Líderes de opinión
Cómo no hervir los océanos con la IA
A medida que navegamos por la frontera de la inteligencia artificial, me encuentro constantemente reflexionando sobre la naturaleza dual de la tecnología que estamos pionera. La IA, en su esencia, no es solo un conjunto de algoritmos y conjuntos de datos; es una manifestación de nuestra ingeniosidad colectiva, destinada a resolver algunos de los desafíos más intrincados que enfrenta la humanidad. Sin embargo, como cofundador y CEO de Lemurian Labs, soy consciente de la responsabilidad que acompaña nuestra carrera hacia la integración de la IA en el tejido de la vida diaria. Esto nos obliga a preguntarnos: ¿cómo podemos aprovechar el potencial ilimitado de la IA sin comprometer la salud de nuestro planeta?
Innovación con un lado de calentamiento global
La innovación tecnológica siempre tiene un costo de efectos secundarios que no siempre se tienen en cuenta. En el caso de la IA actual, requiere más energía que otros tipos de computación. La Agencia Internacional de Energía informó recientemente que entrenar un solo modelo utiliza más electricidad que 100 hogares estadounidenses consumen en un año entero. Toda esa energía tiene un precio, no solo para los desarrolladores, sino también para nuestro planeta. Solo el año pasado, las emisiones de CO2 relacionadas con la energía alcanzaron un máximo histórico de 37.400 millones de toneladas. La IA no se está desacelerando, así que debemos preguntarnos – ¿es la energía necesaria para alimentar la IA y las implicaciones resultantes en nuestro planeta dignas de ello? ¿Es la IA más importante que poder respirar nuestro propio aire? Espero que nunca lleguemos a un punto en el que eso se convierta en una realidad, pero si nada cambia, no está muy lejos.
No estoy solo en mi llamado a una mayor eficiencia energética en la IA. En la reciente Conferencia Bosch Connected World, Elon Musk señaló que con la IA estamos “en el borde de probablemente la mayor revolución tecnológica que haya existido”, pero expresó que podríamos comenzar a ver escasez de electricidad ya en el próximo año. El consumo de energía de la IA no es solo un problema técnico, es un problema global.

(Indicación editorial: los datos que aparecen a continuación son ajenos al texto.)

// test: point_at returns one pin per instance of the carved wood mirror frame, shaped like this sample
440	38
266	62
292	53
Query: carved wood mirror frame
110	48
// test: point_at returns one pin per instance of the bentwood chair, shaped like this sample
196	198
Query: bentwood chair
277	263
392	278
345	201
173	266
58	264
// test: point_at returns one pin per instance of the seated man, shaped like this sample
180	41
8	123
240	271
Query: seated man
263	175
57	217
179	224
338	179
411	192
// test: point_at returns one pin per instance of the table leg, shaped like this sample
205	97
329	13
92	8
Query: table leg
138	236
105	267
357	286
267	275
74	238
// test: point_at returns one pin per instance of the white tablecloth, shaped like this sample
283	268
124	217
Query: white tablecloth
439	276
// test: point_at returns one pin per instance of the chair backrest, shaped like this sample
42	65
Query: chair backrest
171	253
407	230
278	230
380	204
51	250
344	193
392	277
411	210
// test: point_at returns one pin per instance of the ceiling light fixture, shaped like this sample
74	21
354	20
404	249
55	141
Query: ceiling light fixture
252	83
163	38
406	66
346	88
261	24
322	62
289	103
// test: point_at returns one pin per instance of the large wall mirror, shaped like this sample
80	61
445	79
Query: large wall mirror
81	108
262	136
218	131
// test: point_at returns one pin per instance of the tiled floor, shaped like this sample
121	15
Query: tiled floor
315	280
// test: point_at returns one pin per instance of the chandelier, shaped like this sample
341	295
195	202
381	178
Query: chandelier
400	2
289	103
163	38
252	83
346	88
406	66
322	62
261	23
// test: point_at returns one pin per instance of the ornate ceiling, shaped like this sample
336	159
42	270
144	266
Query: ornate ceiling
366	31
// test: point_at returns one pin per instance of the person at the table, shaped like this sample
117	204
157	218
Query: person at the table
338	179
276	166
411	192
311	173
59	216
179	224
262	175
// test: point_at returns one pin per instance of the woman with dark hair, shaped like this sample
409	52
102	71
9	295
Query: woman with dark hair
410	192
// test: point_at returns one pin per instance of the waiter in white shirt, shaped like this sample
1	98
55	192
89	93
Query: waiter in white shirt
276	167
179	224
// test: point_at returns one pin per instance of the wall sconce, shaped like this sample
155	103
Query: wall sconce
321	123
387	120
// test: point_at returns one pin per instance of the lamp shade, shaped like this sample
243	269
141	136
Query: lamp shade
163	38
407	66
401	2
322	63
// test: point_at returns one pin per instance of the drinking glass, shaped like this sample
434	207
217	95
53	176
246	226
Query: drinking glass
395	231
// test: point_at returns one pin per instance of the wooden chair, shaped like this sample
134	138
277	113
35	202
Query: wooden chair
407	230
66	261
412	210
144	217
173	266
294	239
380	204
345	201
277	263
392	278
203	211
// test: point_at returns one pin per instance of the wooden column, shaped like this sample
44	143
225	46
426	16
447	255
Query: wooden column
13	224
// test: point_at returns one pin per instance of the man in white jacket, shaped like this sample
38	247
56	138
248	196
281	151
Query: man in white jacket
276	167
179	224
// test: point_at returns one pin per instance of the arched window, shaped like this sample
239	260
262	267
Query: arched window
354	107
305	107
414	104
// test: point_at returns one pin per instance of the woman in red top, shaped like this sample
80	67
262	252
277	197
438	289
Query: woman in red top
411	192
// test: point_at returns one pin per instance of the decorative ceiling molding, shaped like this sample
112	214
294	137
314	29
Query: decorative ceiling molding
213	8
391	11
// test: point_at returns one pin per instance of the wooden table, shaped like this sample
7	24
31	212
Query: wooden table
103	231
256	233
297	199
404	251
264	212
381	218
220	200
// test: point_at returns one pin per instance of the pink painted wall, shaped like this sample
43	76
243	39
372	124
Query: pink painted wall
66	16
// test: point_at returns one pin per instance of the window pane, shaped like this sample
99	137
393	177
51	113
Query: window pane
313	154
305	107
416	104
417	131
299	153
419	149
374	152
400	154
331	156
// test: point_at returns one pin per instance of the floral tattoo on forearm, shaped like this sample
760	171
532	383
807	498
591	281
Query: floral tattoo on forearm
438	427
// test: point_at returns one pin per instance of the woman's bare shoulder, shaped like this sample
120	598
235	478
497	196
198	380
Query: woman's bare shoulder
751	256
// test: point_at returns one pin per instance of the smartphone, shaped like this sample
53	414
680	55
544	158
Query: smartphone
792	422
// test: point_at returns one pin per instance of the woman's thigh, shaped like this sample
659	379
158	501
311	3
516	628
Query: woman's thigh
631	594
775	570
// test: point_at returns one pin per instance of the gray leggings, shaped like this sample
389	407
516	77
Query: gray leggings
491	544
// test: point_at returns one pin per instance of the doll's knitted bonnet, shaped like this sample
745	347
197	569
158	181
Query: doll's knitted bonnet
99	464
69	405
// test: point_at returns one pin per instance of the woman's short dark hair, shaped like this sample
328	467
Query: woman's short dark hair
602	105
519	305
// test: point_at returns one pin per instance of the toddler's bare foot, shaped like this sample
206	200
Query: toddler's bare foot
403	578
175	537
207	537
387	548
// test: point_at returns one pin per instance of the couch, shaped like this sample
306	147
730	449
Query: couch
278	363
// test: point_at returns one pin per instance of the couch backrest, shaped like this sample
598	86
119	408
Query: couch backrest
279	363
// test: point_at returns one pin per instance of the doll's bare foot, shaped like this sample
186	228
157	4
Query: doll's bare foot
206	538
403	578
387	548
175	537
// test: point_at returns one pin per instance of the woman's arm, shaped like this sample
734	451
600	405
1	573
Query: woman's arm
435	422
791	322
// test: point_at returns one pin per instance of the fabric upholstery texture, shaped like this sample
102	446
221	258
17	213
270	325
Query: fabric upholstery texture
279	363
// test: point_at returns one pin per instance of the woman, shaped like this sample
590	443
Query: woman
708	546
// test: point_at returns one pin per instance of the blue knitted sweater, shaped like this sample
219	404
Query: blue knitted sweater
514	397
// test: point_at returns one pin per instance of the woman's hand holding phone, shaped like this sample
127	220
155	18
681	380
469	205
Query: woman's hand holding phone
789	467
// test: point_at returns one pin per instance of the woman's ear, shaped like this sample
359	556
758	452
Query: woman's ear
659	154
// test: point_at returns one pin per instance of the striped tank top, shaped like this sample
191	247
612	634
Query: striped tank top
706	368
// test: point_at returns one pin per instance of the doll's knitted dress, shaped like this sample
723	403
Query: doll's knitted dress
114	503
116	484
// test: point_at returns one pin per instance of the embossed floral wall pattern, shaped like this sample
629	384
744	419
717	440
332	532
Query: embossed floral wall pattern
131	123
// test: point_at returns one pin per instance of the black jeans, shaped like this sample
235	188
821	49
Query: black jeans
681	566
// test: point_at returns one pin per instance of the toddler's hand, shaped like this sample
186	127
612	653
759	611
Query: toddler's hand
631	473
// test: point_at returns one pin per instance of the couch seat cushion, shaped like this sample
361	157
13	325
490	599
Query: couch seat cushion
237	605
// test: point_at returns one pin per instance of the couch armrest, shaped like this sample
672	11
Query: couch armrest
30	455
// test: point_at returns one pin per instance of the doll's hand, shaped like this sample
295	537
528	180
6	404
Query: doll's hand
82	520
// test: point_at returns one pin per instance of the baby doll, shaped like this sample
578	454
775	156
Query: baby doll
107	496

Visualizar la IA como un sistema complejo
Para solucionar estas ineficiencias, debemos considerar la IA como un sistema complejo con muchas partes interconectadas y móviles, en lugar de una tecnología autónoma. Este sistema abarca desde los algoritmos que escribimos, hasta las bibliotecas, compiladores, tiempos de ejecución, controladores, hardware en el que dependemos y la energía necesaria para alimentar todo esto. Al adoptar esta visión holística, podemos identificar y abordar ineficiencias en cada nivel del desarrollo de la IA, allanando el camino para soluciones que no solo son tecnológicamente avanzadas, sino también ambientalmente responsables. Entender la IA como una red de sistemas y procesos interconectados ilumina el camino hacia soluciones innovadoras que son tan eficientes como efectivas.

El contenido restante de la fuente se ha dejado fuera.